De repente, Juan Cabrillo consideró el barco una anomalía. Algo en su presencia había despertado el interés de Karl Petrovski, y él también lo notaba. No era el tipo de buque adecuado para surcar estas aguas. Paseó la vista a su alrededor. Tampoco debería estar en este desierto, pensó.
La proa estaba incólume, de modo que, en teoría, las partes del casco que la arena había engullido revelarían las causas de su hundimiento.
Yusuf se acercó por fin arrastrando los pies y dio unos golpecitos a Cabrillo en el brazo para guiarle alrededor de la proa, donde alguien, probablemente Petrovski, había apilado piedras contra el casco, a suficiente altura para poder saltar por encima de la borda. Cabrillo escaló la pila y aferró el esqueleto metálico que quedaba de la barandilla, para luego izarse, pasar una pierna por encima y pisar la cubierta.
Quedaba muy poco de la madera original (teca, supuso), de manera que se vio obligado a pisar las costillas metálicas que habían sobrevivido a las inclemencias del tiempo. Bajo él vio un espacio vacío que en otro tiempo habría albergado la carga, o quizás había sido un camarote de proa. Ahora era un montón de polvo agitado por el viento.
Un estrecho pasadizo entre la barandilla y la superestructura le permitió acceder a una puerta estanca arrancada de sus goznes, apoyada como un borracho contra su jamba. Pudo atravesarla a duras penas, y cuando se encontraba a mitad del barco, Cabrillo hizo una pausa, con la espalda apoyada contra el suelo arenoso. Yuri Borodin era muchas cosas, pero no prestaba atención a los detalles. Se hacía una idea general, y punto. Se fijaba en la estrategia, no en la táctica. Las minucias le aburrían. ¿Por qué demonios malgastaría sus últimas palabras en animarle a ir en busca de un barco abandonado en un desierto?
Era todo tan absurdo en tantos sentidos que volvió a salir, hasta apoyarse de nuevo contra la borda. Yusuf le miró con su ojo bueno desde el suelo.

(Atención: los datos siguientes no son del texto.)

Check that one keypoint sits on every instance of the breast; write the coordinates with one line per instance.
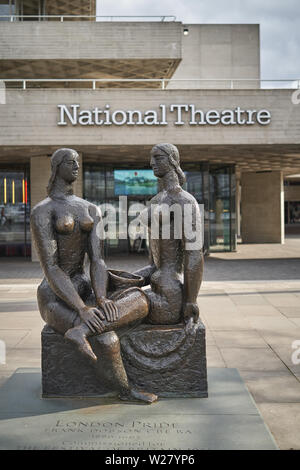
(65, 224)
(86, 223)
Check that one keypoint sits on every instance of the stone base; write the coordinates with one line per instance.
(227, 420)
(161, 359)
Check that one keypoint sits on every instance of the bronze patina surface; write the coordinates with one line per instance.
(103, 315)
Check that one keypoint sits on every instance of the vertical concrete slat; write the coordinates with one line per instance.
(262, 207)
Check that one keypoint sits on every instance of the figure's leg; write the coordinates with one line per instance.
(132, 306)
(111, 367)
(64, 320)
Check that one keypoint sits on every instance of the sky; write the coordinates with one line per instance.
(279, 24)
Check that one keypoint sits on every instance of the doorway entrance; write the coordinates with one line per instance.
(15, 212)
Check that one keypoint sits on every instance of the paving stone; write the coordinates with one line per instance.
(255, 359)
(227, 419)
(290, 311)
(272, 386)
(259, 311)
(284, 421)
(239, 339)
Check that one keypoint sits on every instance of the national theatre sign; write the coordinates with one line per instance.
(181, 114)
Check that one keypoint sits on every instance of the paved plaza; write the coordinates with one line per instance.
(249, 302)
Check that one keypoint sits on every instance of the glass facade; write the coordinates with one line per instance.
(15, 212)
(213, 186)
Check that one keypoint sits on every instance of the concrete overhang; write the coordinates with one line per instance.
(89, 49)
(29, 127)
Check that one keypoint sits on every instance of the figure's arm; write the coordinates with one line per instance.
(148, 270)
(58, 280)
(193, 262)
(98, 269)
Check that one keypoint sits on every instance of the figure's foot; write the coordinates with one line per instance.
(136, 395)
(78, 337)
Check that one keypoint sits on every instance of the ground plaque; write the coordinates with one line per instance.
(228, 419)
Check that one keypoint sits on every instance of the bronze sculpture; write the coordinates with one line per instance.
(170, 257)
(64, 229)
(89, 309)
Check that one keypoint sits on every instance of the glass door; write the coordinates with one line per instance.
(14, 213)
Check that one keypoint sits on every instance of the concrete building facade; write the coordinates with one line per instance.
(111, 90)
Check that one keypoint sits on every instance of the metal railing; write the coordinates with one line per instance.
(166, 83)
(62, 18)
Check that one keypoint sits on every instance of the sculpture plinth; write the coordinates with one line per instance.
(175, 365)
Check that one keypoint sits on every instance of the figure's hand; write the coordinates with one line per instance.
(109, 308)
(92, 317)
(191, 311)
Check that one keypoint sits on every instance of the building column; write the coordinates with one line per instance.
(40, 170)
(262, 207)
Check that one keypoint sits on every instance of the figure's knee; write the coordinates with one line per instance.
(108, 340)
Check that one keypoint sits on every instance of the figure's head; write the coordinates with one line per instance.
(165, 158)
(65, 164)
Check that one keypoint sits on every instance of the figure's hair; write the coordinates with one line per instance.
(173, 154)
(56, 160)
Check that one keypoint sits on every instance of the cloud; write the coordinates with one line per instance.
(279, 20)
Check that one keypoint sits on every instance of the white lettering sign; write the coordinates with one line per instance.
(181, 114)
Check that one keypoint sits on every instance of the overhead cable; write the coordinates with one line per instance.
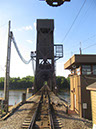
(73, 21)
(21, 57)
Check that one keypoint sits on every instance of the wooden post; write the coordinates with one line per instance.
(7, 72)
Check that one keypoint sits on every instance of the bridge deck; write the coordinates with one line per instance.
(66, 121)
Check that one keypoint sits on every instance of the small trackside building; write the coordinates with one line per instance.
(92, 89)
(83, 73)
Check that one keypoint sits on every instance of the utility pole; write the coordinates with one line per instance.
(80, 49)
(7, 72)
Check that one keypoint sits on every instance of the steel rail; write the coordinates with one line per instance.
(37, 111)
(35, 114)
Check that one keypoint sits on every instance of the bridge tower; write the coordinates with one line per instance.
(44, 53)
(45, 58)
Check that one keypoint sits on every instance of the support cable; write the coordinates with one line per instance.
(21, 57)
(73, 21)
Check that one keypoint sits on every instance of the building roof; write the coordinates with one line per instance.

El disparo fue perfecto, e impactó en el cuello del anciano, de manera que su cabeza cayó sobre el pecho, y después volvió a desplomarse de una manera obscena, como si nada la sujetara al cuerpo. Una nube de sangre quedó suspendida en el aire. Yusuf se desplomó. Era como si se hubiera puesto de rodillas para rezar, pero con la cara plantada en la arena no había forma de suplicar a Alá. Estaba muerto mucho antes de tocar el suelo.
Entonces se oyó la seca detonación del disparo de un rifle y el eco de la bala, cuando atravesó la garganta de Yusuf y rebotó en el casco del barco.